“Alone” – Mean Mary

4 stars (out of 5)

0

Mean Mary (Mary James) is a renowned multi-instrumentalist and banjo virtuoso, but that only scratches the surface of her talent. She’s also an accomplished songwriter, working on her own and with her mother Jean James (who co-wrote half of the songs on the album). “Alone” is Mean Mary (spoiler alert, I‘ve met her and she’s not really mean at all) actually alone with her banjo, guitar and banjitar, which is exactly what you think it is. The title works on several different levels; it’s a solo performance, but it’s also about the loneliness everyone has been experiencing in recent months and the loneliness of the hard life of a touring musician. Before you get the impression “Alone” is a gloomfest, it has its lighter moments, musically and lyrically.

Mary’s sense of fun shines through in a couple of adaptations of traditional tunes. The blues “Nine Pound Hammer” is updated to “Nine Pound Banjo” while “Little Cindy” gives Cindy a bit of a flirtatious edge as the banjo playing edges into jazz territory. The call and response of the gospel-flavoured “What About Today?” is subverted by a calypso-inflected banjo part that again adds a sense of fun to the song.

Of the more serious songs, “Big Tour Bus” is a look into the totally unglamorous world of a solo touring artist on the road; it’s a bleak and harrowing story that raises the question of why anyone would show such dedication. It’s powerful stuff. The last two songs on the album move away from the humour, nostalgia and road-weariness that dominate the album. “Breathless” is Mary’s take on the Bonnie and Clyde narrative, with the two messages that the wrong turning is all too easy to take and that the end isn’t glamorous at all. “We Never Hear the Song” is a banjo-accompanied anthem to the environment, hinting at the greater purpose behind all of it; the musical arrangement whose complexity we can never comprehend.
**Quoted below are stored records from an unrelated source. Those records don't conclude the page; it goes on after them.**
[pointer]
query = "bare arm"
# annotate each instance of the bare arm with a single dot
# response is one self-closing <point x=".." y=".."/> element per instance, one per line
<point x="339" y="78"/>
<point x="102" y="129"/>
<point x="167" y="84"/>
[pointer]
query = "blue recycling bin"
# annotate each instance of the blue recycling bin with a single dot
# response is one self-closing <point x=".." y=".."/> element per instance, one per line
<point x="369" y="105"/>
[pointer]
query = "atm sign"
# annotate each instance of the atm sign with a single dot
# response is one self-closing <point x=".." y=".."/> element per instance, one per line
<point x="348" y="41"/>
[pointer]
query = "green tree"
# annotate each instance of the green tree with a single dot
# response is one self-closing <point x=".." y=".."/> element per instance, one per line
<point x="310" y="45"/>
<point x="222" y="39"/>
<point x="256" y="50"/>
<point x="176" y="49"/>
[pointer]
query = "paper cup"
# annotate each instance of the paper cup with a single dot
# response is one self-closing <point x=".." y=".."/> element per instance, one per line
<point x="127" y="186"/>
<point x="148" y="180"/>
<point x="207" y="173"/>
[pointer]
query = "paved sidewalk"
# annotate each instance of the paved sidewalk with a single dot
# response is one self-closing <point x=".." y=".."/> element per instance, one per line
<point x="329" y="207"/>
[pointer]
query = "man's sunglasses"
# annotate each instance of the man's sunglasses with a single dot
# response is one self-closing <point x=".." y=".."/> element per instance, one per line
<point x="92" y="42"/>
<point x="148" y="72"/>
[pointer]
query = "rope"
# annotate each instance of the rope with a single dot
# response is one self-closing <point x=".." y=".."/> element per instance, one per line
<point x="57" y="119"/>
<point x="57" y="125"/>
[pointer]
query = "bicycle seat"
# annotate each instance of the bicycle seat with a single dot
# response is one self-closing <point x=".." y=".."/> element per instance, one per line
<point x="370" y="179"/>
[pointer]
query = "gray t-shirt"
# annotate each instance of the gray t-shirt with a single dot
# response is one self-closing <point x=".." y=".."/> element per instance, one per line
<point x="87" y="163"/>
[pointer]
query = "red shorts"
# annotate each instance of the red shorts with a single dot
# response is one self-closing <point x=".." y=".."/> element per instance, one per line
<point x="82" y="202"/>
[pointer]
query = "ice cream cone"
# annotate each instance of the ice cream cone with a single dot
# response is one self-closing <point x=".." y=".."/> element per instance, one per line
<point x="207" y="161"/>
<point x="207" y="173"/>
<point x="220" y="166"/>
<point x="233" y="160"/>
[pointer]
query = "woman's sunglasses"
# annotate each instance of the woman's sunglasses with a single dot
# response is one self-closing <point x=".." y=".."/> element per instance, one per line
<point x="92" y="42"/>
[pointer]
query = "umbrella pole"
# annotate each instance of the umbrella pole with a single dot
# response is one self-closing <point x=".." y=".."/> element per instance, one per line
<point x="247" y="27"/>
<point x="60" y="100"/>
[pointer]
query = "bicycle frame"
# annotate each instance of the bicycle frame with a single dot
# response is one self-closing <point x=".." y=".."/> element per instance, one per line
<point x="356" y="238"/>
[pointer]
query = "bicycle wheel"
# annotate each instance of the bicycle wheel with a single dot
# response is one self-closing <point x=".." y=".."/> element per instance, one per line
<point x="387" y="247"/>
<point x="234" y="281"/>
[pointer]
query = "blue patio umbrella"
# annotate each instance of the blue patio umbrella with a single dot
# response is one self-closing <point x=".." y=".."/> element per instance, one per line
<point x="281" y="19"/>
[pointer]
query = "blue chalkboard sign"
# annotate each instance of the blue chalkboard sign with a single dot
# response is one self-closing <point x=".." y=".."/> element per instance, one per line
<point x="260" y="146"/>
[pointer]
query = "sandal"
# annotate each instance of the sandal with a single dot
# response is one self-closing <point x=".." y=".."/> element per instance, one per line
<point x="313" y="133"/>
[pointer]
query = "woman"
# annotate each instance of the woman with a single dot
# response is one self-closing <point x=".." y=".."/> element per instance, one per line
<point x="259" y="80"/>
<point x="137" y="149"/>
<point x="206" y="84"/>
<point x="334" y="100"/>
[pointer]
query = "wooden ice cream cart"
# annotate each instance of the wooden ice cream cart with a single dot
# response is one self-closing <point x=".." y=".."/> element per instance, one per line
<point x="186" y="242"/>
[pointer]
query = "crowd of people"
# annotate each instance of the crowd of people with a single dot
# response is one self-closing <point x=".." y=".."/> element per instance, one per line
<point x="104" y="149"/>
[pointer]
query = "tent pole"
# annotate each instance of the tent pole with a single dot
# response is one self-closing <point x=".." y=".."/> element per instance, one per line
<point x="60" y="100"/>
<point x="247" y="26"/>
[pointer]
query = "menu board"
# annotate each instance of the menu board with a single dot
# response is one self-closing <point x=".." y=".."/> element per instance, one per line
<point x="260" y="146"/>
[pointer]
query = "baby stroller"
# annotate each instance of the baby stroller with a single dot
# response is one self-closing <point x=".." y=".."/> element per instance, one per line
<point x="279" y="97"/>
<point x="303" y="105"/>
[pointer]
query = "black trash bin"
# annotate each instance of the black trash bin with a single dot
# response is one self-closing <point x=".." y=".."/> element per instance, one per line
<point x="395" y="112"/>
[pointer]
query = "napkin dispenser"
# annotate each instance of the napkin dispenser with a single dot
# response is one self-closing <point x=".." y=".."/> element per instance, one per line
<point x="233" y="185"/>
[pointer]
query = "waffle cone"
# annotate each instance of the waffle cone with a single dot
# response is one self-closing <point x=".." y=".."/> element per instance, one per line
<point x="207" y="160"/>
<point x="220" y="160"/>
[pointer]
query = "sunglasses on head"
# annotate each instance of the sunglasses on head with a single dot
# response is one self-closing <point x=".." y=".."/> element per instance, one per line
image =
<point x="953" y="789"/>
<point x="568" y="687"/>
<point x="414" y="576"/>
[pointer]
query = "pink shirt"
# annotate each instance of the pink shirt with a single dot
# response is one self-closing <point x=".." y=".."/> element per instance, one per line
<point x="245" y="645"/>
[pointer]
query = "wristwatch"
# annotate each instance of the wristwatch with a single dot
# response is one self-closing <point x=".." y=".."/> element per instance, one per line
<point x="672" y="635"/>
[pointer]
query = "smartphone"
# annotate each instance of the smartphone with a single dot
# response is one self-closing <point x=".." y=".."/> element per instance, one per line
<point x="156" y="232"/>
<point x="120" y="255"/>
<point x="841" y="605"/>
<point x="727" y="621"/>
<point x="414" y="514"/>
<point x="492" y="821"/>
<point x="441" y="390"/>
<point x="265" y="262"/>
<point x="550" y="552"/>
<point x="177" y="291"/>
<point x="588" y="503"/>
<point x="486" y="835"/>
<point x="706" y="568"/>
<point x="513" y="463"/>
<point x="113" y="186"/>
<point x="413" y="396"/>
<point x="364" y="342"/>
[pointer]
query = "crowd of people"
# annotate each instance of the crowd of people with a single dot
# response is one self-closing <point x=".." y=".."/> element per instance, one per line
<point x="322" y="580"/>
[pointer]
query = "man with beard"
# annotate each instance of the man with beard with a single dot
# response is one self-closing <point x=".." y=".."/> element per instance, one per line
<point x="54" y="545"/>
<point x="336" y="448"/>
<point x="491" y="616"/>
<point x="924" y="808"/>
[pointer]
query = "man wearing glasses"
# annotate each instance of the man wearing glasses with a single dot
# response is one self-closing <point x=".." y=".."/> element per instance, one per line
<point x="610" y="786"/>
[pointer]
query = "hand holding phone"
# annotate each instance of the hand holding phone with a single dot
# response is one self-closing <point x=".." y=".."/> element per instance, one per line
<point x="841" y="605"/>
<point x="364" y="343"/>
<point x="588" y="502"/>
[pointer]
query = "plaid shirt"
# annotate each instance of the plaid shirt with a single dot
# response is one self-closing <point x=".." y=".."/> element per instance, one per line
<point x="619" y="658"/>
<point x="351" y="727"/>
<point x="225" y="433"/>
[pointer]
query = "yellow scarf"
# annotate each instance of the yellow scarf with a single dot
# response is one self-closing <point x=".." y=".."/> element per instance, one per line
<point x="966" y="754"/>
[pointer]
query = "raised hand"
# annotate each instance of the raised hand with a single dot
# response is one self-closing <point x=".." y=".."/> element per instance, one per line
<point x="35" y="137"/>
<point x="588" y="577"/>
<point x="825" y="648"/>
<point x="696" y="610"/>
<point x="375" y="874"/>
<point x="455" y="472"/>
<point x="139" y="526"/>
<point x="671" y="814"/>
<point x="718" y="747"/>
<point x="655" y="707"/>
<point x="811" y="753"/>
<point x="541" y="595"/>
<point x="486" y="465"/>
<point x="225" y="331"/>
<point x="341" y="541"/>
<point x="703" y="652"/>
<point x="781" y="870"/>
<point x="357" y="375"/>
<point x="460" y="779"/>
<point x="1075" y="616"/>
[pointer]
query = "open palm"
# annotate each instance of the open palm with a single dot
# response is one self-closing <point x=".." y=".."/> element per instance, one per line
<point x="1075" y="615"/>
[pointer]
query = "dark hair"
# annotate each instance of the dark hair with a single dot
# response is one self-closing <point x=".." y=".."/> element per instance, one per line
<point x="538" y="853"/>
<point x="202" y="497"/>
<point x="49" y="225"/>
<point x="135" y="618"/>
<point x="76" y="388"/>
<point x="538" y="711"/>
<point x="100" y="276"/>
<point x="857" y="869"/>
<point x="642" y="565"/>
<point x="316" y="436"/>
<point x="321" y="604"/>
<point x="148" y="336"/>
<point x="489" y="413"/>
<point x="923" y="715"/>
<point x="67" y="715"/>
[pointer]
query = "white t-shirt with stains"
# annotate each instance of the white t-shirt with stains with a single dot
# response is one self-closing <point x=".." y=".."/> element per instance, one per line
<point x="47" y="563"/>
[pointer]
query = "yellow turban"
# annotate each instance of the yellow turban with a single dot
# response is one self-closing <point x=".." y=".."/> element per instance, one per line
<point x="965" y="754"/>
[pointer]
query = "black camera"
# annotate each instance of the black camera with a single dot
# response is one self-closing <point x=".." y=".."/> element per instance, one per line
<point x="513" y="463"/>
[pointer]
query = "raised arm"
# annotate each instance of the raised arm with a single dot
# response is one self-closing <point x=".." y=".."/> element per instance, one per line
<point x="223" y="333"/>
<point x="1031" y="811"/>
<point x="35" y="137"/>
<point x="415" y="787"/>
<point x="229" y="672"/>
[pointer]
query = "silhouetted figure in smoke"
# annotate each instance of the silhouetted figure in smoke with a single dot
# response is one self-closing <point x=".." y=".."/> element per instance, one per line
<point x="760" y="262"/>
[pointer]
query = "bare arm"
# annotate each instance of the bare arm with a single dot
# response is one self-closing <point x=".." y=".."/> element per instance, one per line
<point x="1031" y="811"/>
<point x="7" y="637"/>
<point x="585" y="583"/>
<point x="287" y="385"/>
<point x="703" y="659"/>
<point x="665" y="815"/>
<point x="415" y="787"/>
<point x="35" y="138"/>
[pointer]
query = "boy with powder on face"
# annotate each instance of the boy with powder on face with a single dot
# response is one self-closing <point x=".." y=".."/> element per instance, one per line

The variety of styles across the album’s songs is breath-taking as Mary demonstrates her songwriting versatility and virtuoso picking. There’s gritty realism, unsentimental nostalgia, compelling storytelling and humour in abundance. It’s hard to believe at end of ten songs that the only ingredients are one voice and a couple of instruments.

“Alone” is out now on Woodrock Records.